La division actuelle de l’UPC dépasse le simple cadre électoral. Elle traduit un effacement progressif de la mémoire historique, et une forme de rupture générationnelle. Beaucoup de jeunes Camerounais ignorent aujourd’hui ce que fut ce parti, ce qu’il a représenté, ou pourquoi ses fondateurs sont honorés sur les places publiques.« L’UPC est une famille qui s’est dispersée sans testament », observe un politologue de Yaoundé. « Il reste des photos, des slogans, mais peu de ligne politique cohérente ».

Pour certains, l’éclatement du parti profite aux stratégies de neutralisation politique. Pour d’autres, c’est simplement le reflet d’une époque où les idéologies se vident au profit des carrières individuelles.
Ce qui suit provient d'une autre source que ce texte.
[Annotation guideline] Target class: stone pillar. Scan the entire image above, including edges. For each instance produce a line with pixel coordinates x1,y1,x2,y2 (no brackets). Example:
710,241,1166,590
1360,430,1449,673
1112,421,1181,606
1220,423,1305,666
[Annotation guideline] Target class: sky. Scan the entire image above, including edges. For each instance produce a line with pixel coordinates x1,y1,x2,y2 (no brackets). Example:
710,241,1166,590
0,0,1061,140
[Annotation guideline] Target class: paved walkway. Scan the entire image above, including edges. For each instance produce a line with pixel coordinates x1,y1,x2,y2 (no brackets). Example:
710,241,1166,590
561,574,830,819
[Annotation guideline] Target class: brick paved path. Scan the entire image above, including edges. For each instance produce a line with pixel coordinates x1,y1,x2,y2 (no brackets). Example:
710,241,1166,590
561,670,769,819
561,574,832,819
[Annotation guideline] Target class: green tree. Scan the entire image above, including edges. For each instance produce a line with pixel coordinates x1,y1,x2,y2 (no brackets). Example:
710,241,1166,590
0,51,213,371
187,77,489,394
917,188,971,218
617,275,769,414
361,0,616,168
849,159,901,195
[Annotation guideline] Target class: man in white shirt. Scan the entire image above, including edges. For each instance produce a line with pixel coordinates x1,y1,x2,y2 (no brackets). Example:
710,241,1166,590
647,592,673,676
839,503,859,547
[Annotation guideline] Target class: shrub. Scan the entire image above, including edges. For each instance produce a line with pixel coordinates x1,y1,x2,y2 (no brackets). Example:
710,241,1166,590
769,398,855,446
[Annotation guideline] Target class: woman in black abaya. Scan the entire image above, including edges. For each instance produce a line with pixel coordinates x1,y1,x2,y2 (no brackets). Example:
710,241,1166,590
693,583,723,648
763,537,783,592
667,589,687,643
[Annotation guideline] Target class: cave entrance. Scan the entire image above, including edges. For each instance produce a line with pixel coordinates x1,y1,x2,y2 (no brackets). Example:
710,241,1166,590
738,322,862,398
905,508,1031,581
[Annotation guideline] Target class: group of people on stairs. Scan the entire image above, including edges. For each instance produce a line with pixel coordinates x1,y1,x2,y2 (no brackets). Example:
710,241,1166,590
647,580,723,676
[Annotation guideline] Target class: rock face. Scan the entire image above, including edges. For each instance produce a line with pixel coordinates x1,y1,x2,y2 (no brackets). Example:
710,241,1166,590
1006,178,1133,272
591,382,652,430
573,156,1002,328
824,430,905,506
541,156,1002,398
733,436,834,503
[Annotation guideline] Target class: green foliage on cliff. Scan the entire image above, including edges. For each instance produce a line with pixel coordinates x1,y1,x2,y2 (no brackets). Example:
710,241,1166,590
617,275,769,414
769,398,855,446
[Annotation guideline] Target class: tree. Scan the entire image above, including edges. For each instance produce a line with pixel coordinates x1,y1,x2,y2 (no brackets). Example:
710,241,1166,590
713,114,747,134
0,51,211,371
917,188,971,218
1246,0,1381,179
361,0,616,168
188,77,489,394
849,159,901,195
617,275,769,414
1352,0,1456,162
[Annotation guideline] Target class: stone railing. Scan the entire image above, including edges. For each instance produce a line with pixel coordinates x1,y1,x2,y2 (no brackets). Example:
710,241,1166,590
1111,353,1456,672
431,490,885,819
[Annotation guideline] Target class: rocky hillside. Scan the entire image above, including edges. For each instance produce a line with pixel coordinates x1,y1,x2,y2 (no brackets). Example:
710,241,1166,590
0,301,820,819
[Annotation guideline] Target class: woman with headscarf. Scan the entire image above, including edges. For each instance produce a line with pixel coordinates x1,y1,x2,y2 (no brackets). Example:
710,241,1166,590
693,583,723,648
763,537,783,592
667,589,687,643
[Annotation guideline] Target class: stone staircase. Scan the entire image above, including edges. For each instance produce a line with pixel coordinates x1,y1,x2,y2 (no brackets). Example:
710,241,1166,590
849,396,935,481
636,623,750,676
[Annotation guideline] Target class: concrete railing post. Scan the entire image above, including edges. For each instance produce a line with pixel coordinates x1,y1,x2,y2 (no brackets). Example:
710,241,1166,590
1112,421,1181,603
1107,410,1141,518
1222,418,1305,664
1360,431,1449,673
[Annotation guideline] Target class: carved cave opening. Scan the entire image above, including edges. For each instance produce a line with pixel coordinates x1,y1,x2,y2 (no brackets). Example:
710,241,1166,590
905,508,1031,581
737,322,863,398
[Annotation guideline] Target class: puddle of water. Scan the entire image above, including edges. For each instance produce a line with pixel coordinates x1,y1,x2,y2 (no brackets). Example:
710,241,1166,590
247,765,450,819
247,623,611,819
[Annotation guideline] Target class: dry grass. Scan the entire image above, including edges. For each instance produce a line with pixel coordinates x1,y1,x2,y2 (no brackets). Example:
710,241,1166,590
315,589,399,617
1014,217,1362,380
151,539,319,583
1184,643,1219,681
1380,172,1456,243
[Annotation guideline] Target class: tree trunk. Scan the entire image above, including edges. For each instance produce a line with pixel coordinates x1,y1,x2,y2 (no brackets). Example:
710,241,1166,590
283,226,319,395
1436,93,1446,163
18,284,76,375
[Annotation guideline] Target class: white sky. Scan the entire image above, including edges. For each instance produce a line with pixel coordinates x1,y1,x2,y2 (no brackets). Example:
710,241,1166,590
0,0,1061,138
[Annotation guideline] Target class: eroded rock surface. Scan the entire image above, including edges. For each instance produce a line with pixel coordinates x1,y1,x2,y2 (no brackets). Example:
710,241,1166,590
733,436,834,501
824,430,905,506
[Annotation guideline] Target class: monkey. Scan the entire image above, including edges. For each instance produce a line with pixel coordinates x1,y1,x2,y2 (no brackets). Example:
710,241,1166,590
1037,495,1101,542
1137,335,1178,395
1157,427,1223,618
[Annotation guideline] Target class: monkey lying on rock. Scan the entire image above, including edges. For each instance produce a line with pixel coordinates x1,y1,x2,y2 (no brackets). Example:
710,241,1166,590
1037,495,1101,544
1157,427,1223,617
Et pourtant, le nom « UPC » continue de résonner. Il reste associé à une histoire, à des valeurs, à des sacrifices. À lui seul, il suffit parfois à réveiller des souvenirs, à susciter une forme de respect instinctif.

Mais la mémoire ne suffit pas à faire une stratégie. Sans unité, sans projet commun, sans leadership rassembleur, l’UPC risque de rester un symbole figé dans les manuels d’histoire, pendant que d’autres formations occupent l’espace politique actif.

À quelques semaines de la publication de la liste définitive des candidats, prévue pour le 10 août 2025, la présence de trois candidatures upécistes dans une même élection présidentielle ressemble davantage à un écho du passé qu’à une promesse d’avenir.